There were lots of news events over the last weekend including the Access Hollywood tape revealing the private Trumpster. Then there was the 2nd debate demonstrating the scorched earth policy Trump has adopted for the final weeks of the campaign. Then more Wikileaks email dumps from the Clinton campaign courtesy of Vladimir Putin and friends. The recent Republican defections from Trump, included John McCain. I’m not sure if bailing out on Trump will have much affect on McCain’s success, but follow-up polling will tell the tale. Today, Arizona begins to vote!
One of the interesting web sites I’ve visited during the campaign is called fivethirtyeight. The web site name comes from the total number of legislators in the US Congress. It has a distinct focus on opinion polls and analysis of voter demographics. It is my “go to” site for thinking about how factors like race, religion and income play into our presidential politics. One of the interesting questions to ponder as the headlines talk about a Republican Party meltdown is “How will the current two major parties change by the next presidential election?”
I can imagine a far right party for those of the Strom Thurmond/George Wallace/David Duke persuasion, that may have some libertarians and the NRA…who knows who else. If Trump decides to stay in politics, he may find a home. This party will be fairly radical in its views on race and immigration, and will likely be more isolationist. Let’s call it the Freedom Party. Then there will be a chastened Republican Party which will be more moderate than the old conservative Republican party. I imagine this party will welcome some moderates and more conservative folks, including those constituencies fearful of xenophobia but tough on immigration, in favor of balanced budgets, a less generous social safety net, more militant foreign policy, low taxes and free enterprise. This party will probably be the home of evangelical Christians.

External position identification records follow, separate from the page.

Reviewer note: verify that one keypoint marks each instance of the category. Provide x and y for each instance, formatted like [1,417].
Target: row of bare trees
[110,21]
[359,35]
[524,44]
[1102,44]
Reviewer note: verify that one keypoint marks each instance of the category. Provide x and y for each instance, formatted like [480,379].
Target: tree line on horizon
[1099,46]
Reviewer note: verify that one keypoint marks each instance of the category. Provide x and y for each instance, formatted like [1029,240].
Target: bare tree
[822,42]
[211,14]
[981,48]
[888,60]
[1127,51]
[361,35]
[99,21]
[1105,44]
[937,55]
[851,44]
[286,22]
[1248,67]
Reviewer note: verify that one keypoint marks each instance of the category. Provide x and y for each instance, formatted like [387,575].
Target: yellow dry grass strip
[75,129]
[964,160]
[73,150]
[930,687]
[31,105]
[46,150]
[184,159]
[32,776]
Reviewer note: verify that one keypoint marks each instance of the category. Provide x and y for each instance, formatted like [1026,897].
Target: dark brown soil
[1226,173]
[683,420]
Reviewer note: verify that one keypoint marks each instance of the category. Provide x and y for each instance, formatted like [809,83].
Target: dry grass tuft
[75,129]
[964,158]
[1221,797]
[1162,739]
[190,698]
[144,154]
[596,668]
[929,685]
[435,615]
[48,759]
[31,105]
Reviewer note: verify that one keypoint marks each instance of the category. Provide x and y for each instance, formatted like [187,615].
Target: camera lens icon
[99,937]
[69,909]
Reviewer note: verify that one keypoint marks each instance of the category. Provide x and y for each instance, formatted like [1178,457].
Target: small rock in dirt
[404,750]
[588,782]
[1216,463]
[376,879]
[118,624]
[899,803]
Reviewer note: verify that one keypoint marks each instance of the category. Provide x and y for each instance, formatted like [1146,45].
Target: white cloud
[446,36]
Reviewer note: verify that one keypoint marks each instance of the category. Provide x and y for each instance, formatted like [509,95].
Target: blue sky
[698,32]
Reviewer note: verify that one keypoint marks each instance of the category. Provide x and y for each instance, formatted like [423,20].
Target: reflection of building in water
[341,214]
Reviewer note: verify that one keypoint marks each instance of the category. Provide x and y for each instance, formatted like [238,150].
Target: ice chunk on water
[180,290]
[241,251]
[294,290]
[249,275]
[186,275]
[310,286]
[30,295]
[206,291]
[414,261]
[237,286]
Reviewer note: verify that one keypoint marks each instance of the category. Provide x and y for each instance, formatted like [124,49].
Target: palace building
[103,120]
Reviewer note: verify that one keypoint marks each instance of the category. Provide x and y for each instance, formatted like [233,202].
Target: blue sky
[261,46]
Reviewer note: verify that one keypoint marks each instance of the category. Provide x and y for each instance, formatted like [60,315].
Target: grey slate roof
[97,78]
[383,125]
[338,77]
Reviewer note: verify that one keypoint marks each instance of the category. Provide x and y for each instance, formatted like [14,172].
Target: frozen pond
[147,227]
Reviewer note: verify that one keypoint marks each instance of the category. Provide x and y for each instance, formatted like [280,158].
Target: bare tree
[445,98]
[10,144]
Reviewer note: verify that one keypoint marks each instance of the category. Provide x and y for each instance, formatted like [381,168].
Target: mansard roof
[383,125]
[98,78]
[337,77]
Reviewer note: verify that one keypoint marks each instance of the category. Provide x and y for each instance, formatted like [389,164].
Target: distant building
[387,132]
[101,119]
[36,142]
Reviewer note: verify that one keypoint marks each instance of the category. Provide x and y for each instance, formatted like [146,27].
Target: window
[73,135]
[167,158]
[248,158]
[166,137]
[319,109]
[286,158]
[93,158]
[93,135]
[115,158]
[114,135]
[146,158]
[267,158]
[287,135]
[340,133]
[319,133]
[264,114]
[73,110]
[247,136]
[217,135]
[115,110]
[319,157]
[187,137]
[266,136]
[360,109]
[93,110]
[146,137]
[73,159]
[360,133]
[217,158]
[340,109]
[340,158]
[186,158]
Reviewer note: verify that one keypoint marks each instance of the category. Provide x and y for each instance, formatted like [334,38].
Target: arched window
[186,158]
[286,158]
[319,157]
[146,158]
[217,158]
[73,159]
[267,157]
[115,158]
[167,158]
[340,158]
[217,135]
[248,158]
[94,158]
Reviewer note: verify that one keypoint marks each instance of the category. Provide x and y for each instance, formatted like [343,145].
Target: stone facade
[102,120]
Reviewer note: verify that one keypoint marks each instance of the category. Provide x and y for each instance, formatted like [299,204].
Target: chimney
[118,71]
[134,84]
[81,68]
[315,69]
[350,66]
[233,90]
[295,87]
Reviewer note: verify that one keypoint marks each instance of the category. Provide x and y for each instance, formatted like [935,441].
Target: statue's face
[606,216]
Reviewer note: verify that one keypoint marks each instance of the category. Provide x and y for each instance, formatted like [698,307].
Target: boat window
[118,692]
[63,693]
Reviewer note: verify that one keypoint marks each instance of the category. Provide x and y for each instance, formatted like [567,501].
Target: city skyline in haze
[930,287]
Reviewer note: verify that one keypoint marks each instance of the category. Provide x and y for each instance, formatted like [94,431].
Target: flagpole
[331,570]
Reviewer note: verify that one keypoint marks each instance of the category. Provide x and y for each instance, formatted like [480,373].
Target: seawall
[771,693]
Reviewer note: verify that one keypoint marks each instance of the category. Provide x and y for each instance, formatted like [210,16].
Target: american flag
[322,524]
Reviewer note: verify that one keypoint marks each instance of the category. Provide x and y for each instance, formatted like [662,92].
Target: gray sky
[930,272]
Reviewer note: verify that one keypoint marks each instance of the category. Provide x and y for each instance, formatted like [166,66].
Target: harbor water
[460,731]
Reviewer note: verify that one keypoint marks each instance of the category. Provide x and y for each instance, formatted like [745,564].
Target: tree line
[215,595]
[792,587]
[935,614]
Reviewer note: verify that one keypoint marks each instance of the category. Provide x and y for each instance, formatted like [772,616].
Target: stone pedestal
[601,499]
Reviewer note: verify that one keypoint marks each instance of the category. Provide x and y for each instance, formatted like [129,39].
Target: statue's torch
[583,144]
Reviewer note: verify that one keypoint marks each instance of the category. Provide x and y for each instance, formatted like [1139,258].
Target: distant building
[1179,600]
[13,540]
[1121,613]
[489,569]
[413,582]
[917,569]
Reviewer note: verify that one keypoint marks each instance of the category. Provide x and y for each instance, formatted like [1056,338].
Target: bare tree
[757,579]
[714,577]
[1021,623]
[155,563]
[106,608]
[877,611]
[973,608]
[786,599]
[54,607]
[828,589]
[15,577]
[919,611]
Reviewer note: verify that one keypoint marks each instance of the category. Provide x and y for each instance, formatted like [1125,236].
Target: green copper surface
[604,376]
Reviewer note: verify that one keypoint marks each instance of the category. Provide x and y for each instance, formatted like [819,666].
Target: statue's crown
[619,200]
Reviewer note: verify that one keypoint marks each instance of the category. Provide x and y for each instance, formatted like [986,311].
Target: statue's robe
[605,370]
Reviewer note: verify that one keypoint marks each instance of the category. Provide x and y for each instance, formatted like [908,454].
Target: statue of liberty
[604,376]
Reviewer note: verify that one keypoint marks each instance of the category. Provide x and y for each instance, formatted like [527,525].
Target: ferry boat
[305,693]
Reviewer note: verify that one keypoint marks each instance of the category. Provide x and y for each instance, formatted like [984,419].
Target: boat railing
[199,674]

The Democratic Party as we know it may splinter, with a new progressive party that will be more socialist in leaning. We can call this the Progressive Party. This party will embrace more radical solutions for economic equality, education, climate change and health care, and much more control of the American economic engine. This party may include the former Green party. The formation of the Progressive Party will create a more traditional Democratic Party, a party that will be the home for moderates and liberals who favor a more comprehensive social safety net, more moderate immigration policies, more vigorous policies to address climate change, gradual reformation of health care policy, less militant and more cooperative foreign policy, and inclusivity in the broadest sense. This party will endorse some redistribution of wealth while still embracing a sustainable strain of capitalism.
For me, the big news is still the fact that a hostile foreign power has played such a great role in our election. We better make absolutely certain we’re prepared for this kind of intrusion in the future!